Reading Warm-Up Activities for Middle School

Instructor: Shanna Fox

Shanna has been an educator for 20 years and earned her Master of Education degree in 2017. She enjoys using her experience to provide engaging resources for other teachers.

Use these team activities to get your middle school students warmed up and ready to read. Each activity includes a detailed description and list of materials to help you easily implement the ideas in your classroom environment.

Middle School Reading Warmup Activities

Middle school students may not be thrilled with the idea of a reading warmup that requires passage analysis or comprehension questions. Instead, try using these activities that get students ready for the more challenging reading activities of the day. Each activity is designed to be used with teams of students. The activities also have independent exercises to wrap up the activity and help students reflect on their learning.

Headline Hunt

  • Materials: local newspapers or student magazines, graphic organizer, scissors and glue (optional extension).

In this activity, students will predict the content of various articles based only on their headline. For the content of this activity, you may want to use local newspapers or a student-focused magazine available for school subscription.

  1. Group students into teams of 4 and provide each team with one newspaper or magazine.
  2. Assign roles to students:
    1. The announcer reads the headline.
    2. The scribe writes the headline on the organizer.
    3. The storyteller predicts what the article is about.
    4. The summarizer skims the article and provides an overview of the actual content.
  3. Ideally, each teammate completes each role one time before the conclusion of the activity. When time is limited, you may want to conduct this activity four days in a row, with roles switching each day.
  4. After each round, students should work together to write a short summary of the storyteller's prediction and the summarizer's overview.
  5. As an independent wrap up, students can write a short paragraph about how both the storyteller's prediction and the headline reflect the article's content.

Lyrical Lessons

  • Materials: song lyrics (split into verses and chorus), graphic organizer.

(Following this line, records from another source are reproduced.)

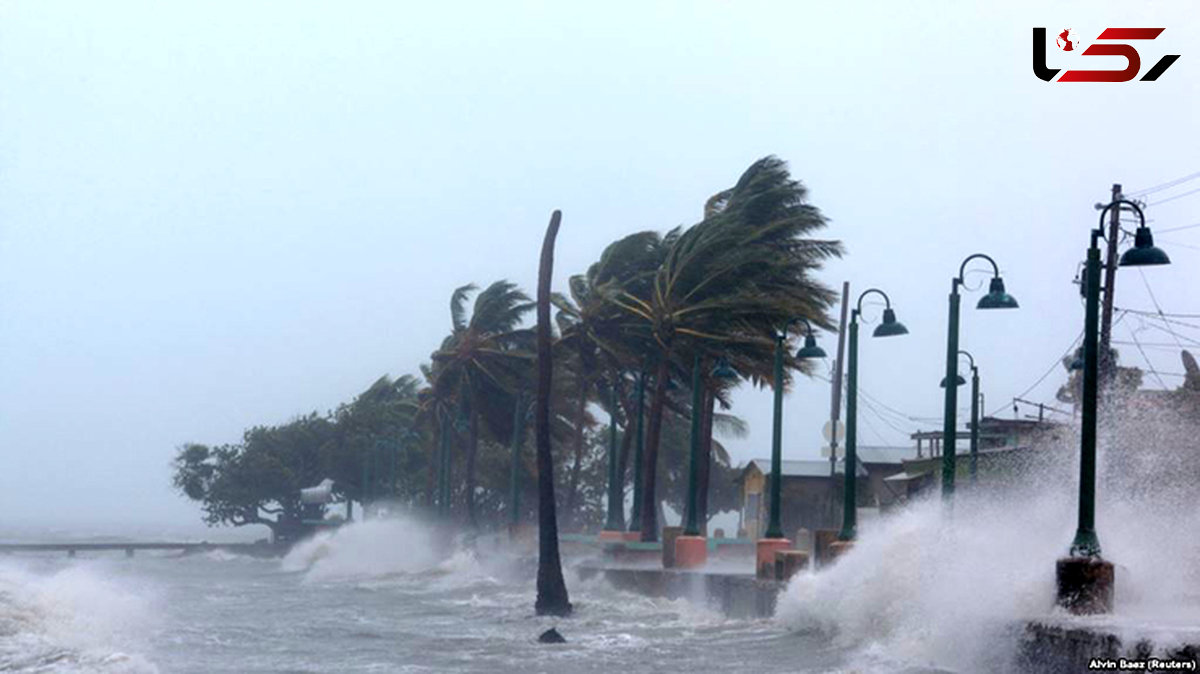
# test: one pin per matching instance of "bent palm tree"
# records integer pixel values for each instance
(552, 596)
(481, 363)
(726, 284)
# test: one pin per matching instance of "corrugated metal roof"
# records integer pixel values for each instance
(877, 453)
(802, 468)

In this activity, students will find the underlying message of song lyrics. Before the activity, find song lyrics that are on-level for your students. Split the song lyrics by separating each verse and the chorus.

  1. Provide each student team with the lyrics to one verse of the song and a graphic organizer for summarizing the lines. If students need additional support, work together to identify the message of the song's chorus.
  2. Ask students to identify the meaning of the verse and summarize it by filling in the graphic organizer. Based on your student population, you may want them to summarize verbally, in writing, or in an illustration. Additionally, you may want them to summarize each line, a group of lines, or the entire verse.
  3. After summary graphic organizers have been completed, ask students to share the meaning of their assigned lyrics. Conduct this portion of the activity in the order of the song and record their conclusions so that all students can view them, if possible.
  4. Discuss how they came to their conclusions, what context clues they used, and if the song's meaning is clearer when viewed as a whole.
  5. As an independent wrap up, have students write down the most meaningful part of the lyrics or apply a portion of them to their own lives.